I posted this picture on Facebook over the weekend. It was met with countless "how did you manage to capture all three of them?" and "that's a miracle!" responses.
Yes, folks, after five years of unsuccessfully attempting to capture all three of my kids in the same frame, I've finally discovered the secret behind it. Well, five of them. And it's your lucky day, because I'm sharing ...
1. Use potty talk. Now, I don't encourage potty talk from my children, but nothing gets them laughing like poop words. Phrases like “fart, fart, doody, doody, poop in your face!” and “diiiiiii-a-reeeee-haaaa!” have them in hysterics, and hysterics always lead to great pictures. Just make sure they understand the notion of doing as you say, and not as you ... do(do).

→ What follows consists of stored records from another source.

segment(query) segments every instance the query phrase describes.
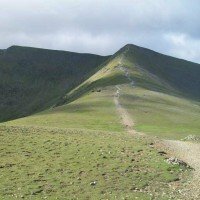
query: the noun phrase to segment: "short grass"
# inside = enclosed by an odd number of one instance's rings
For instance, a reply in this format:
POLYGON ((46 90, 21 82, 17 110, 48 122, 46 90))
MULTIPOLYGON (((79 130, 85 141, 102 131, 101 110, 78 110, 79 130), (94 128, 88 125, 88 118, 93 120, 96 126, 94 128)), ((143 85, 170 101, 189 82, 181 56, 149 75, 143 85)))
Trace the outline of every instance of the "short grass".
POLYGON ((1 125, 0 199, 167 200, 180 167, 149 142, 126 133, 1 125))
POLYGON ((6 124, 120 132, 124 129, 113 103, 114 92, 113 87, 95 90, 70 104, 6 124))
POLYGON ((200 135, 198 102, 139 87, 122 88, 120 101, 132 115, 138 131, 169 139, 200 135))

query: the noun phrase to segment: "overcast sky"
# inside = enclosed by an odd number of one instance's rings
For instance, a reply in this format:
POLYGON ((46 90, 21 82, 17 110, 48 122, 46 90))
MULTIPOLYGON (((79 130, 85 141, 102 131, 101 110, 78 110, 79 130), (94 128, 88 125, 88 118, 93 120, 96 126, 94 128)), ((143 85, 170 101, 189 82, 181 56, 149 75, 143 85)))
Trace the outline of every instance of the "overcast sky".
POLYGON ((0 48, 112 54, 127 43, 200 63, 200 0, 0 0, 0 48))

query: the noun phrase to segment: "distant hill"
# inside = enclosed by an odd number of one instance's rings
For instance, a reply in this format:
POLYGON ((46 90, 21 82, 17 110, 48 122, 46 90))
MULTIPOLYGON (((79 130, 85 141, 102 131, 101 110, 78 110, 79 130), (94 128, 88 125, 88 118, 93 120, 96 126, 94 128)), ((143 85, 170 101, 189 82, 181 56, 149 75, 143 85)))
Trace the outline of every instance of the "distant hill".
POLYGON ((107 58, 20 46, 0 50, 0 121, 53 106, 107 58))
POLYGON ((120 52, 128 49, 127 59, 148 72, 166 81, 184 95, 200 99, 200 64, 166 56, 155 51, 126 45, 120 52))
POLYGON ((200 99, 200 64, 128 44, 111 56, 96 74, 66 93, 57 105, 69 103, 95 88, 127 83, 119 63, 129 71, 138 87, 200 99))

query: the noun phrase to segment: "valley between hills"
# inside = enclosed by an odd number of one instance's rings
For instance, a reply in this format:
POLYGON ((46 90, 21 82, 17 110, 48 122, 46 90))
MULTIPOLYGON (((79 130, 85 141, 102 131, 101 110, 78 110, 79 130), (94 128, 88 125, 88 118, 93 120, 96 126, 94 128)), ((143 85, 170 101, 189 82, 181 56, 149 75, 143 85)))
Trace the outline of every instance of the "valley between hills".
POLYGON ((199 77, 132 44, 0 50, 0 199, 200 199, 199 77))

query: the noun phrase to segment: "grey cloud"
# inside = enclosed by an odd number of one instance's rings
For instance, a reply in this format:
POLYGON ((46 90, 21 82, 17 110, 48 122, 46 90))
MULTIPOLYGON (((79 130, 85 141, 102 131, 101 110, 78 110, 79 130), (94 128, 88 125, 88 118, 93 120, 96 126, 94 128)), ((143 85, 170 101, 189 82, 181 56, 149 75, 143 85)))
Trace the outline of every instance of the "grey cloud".
POLYGON ((106 55, 134 43, 200 62, 199 10, 199 0, 1 0, 0 48, 106 55))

2. Let them wear whatever the hell they want. If you look closely at the above picture, you'll see that Ben is wearing the PJs he slept in the night before and Lily is wearing leggings that require sunglasses should you stare straight at them. But the fact that they weren't wearing matchy-matchy outfits they hate made them that much more likely to smile.

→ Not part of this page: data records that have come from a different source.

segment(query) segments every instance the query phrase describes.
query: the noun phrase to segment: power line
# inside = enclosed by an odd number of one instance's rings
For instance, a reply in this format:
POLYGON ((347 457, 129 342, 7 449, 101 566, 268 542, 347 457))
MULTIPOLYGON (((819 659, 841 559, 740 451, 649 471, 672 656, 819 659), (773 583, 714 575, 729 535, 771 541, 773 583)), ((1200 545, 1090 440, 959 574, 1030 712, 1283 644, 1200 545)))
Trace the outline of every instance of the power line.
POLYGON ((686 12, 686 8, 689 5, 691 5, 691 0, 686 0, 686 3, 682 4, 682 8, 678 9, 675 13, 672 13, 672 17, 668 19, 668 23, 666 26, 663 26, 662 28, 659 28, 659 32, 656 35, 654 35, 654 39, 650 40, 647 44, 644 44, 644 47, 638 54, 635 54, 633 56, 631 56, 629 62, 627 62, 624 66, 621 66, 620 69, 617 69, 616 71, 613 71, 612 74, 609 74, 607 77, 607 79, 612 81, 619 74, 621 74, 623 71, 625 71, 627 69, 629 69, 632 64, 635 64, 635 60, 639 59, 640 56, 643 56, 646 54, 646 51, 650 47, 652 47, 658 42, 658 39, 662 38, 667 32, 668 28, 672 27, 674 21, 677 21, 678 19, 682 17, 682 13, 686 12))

3. Be wiling to look like an idiot. I'm willing to do just about anything to get my kids laughing. Once they're over the potty talk, I've been known to stomp around like a gorilla or dance like a complete moron in public. Embarrassing, yes. Worth it? Big time.

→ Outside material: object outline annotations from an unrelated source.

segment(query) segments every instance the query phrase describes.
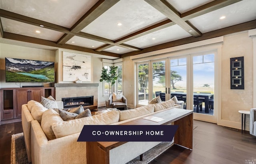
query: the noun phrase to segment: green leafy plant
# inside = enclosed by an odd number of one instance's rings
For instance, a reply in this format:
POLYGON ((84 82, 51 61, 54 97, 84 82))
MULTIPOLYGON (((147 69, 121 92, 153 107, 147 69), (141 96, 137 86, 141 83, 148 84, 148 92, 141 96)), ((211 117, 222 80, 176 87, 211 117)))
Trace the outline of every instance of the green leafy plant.
MULTIPOLYGON (((117 73, 117 67, 114 66, 109 66, 108 69, 102 67, 101 73, 101 79, 100 81, 102 82, 103 80, 108 84, 110 91, 110 86, 113 85, 117 79, 118 75, 117 73)), ((110 96, 110 92, 109 92, 109 96, 110 96)))

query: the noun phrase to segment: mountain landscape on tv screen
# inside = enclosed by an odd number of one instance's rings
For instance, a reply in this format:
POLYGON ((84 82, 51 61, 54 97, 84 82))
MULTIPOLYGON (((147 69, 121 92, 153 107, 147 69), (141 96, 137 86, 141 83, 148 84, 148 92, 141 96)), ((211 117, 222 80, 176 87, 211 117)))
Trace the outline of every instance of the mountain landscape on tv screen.
POLYGON ((54 82, 54 63, 5 58, 6 82, 54 82))

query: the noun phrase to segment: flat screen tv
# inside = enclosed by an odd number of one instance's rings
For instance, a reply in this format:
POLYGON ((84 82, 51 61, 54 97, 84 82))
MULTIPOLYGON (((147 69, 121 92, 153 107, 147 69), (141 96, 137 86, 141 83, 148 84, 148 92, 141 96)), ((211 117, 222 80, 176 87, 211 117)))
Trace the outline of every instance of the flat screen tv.
POLYGON ((5 58, 6 82, 54 82, 54 63, 5 58))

4. Bribe them. I know, I know, not the best parenting ever, but I'd say 100 great shots deserve some chocolate ice cream, wouldn't you? I, for one, have always worked up an appetite.
5. Lie. Just three more, I promise, snapping away 10 shots as I count slowly from one to two. When I get to three, I'll often pretend that the camera wasn't working and need to get just one (well, 10) more.
Admirable suggestions? Maybe not, but they will get you some great shots; I can pretty much guarantee it. And, someday, when they're looking at all of their great childhood pictures, they'll appreciate your efforts. Or just laugh at what a weirdo you were.